Of my group of four friends, Robert was clearly the smartest of us all. He got perfect, straight-A grades through school, and he encouraged and coached me to try and keep up as best I could. When he said something, or suggested a solution to some puzzle we were facing, he was almost always right. You didn't have to question it - it would have been foolish to not accept what he had to say.
Robert was the smartest, and Doug turned out to have been the most successful. Stephen was the heart and soul of our group and I was, well, we never really know who we are or how we're viewed by others, do we? The other three all lived close to one another but my home was a good 15-minute walk away, a formidable trek for a schoolboy, so I didn't get to hang out with the gang as much as they did with one another. So I guess I may have been the "outsider," the frequent absentee of the group.
Yesterday, I learned through Doug, with whom I've just this week re-established contact after a 40-year hiatus, what the obit didn't state. Robert always had a hidden side to his personality - no matter how well I knew him, it always seemed there were dark corners of his psyche that he didn't share with anyone, even his childhood best friend. He would become withdrawn and distant at times, appearing to be aloof and unfriendly, and then suddenly "get over it" and be his same old affable self again. But it was always up to us, his friends, to seek him out and bring him back into the fold following one of his introverted phases.
Robert was clearly a genius but sadly we’ll never know why he was so tortured. The last time I knew him he was in college working toward his first degree and I was laboring in a series of dead-end, blue-collar jobs. He was particularly withdrawn and unreachable then, even by his usual standards. I had heard a rumor, which I never substantiated, that he even had tried to kill himself once around this time, and while it may or may not have been true, it was certainly believable. To be honest, when I saw his obit, "suicide" was the first thing that crossed my mind. But he did eventually go on after that and married his high-school sweetheart, and together they raised one son and one daughter. Robert joined the faculty of the University of Massachusetts in 1987 and settled his family in Amherst.
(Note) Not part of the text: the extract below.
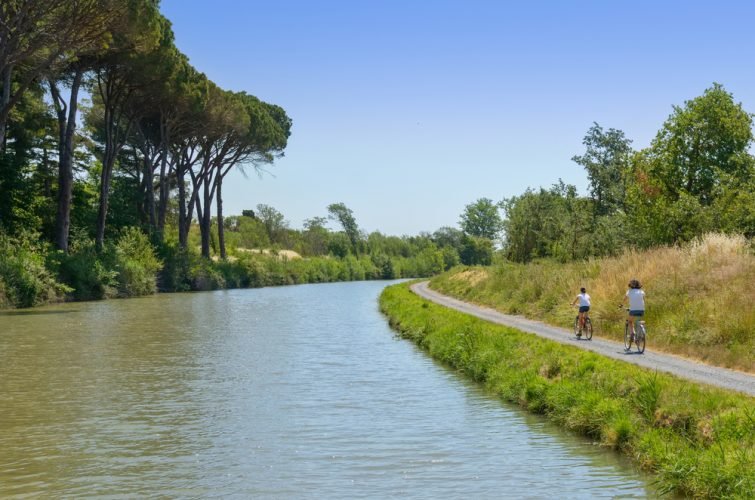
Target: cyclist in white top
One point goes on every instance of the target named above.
(584, 306)
(635, 296)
But that dark side was still present and eventually resulted in his becoming a serious alcoholic. I learned from Doug, who had endeavored to stay in touch with him, that it got so bad that his wife eventually told him he had to leave. He apparently moved in with his mother for a while down on the North Carolina coast, near Myrtle Beach where we had once camped and stalked sea turtles together as teenagers. From time to time, he would go back north to Amherst to visit his kids.
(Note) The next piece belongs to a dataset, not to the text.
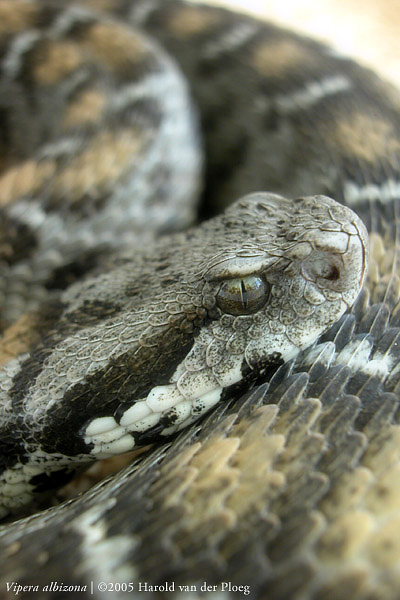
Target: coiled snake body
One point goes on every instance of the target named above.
(117, 333)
It was on one of those trips back home that he died alone in an Amherst hotel room. Apparently, his liver simply stopped working and he just collapsed. March 30, 2010. RIP.
It’s truly heartbreaking. A wife and two children couldn't save him from himself and a successful career in science and academia couldn't save him. His friend Doug couldn't save him, and I hadn't known him at that point for some 35 years (if I ever really knew him at all).
Impermanence truly is swift. What was here yesterday is now gone today. As our dew-like life so easily disappears, we should try to do good for others as long as we are still alive.